After this announcement late on Sunday, the U.S. Federal Reserve, European Central Bank and other major central banks came out with statements to reassure markets that have been walloped by a banking crisis that started with the collapse of two regional U.S. banks earlier this month.
The move has affected S&P 500 and Nasdaq futures which were each up 0.4%, both giving back some earlier gains.
At the same time, New Zealand dipped at the open and Australian shares opened with a 0.5% loss.
Similarly, the safe-haven dollar lost ground against Sterling and the euro but was up versus the yen.
A Historic Day in Switzerland
It appears that the pressure on UBS helped seal Sunday’s deal.
The UBS Chair Colm Kelleher told analysts that “It’s a historic day in Switzerland, and a day frankly, we hoped, would not come,” during a conference call.
Further adding, “I would like to make it clear that while we did not initiate discussions, we believe that this transaction is financially attractive for UBS shareholders,”.
Although, there were still many details to be worked through, said UBS CEO Ralph Hamers.
Adding, “I know that there must still be questions that we have not been able to answer and I understand that and I even want to apologize for it.”
The Fed said it had joined with central banks in Canada, England, Japan, the EU and Switzerland in a coordinated action to enhance market liquidity, in a global response not seen since the height of the pandemic.
In order to restore the peace and calm, the ECB vowed to support euro zone banks with loans if needed, adding the Swiss rescue of Credit Suisse was “instrumental”.

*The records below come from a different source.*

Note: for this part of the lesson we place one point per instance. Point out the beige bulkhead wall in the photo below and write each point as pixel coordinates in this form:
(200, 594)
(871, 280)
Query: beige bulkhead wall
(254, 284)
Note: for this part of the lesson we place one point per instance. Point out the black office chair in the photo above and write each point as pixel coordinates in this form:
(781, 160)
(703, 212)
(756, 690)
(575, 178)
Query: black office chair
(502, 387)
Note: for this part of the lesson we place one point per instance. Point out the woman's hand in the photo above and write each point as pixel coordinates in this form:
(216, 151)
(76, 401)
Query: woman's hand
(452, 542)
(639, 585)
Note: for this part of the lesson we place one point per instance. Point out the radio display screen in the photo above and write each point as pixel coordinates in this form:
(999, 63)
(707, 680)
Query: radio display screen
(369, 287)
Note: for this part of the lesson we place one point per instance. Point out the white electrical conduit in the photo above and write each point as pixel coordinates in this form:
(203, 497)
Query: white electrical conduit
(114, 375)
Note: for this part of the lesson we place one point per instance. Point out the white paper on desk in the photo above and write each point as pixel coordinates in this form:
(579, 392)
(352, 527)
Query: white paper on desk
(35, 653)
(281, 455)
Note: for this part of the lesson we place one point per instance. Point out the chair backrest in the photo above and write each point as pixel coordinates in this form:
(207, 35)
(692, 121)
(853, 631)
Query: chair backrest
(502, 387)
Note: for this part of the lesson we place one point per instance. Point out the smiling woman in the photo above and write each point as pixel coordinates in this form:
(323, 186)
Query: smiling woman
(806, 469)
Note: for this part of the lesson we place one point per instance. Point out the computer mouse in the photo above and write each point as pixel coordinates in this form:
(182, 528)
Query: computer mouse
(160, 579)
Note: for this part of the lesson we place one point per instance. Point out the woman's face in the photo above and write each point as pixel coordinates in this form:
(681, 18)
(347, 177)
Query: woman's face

In the meantime, Fed Chair Jerome Powell and U.S. Treasury Secretary Janet Yellen welcomed the announcement by the Swiss authorities.
The former chairman and CEO of Goldman Sachs Group Inc, Lloyd Blankfein said, “The greater risk environment for financials leads to husbanding of capital and risk-taking, less and more conservative investing and lending, and inevitably, lower growth.”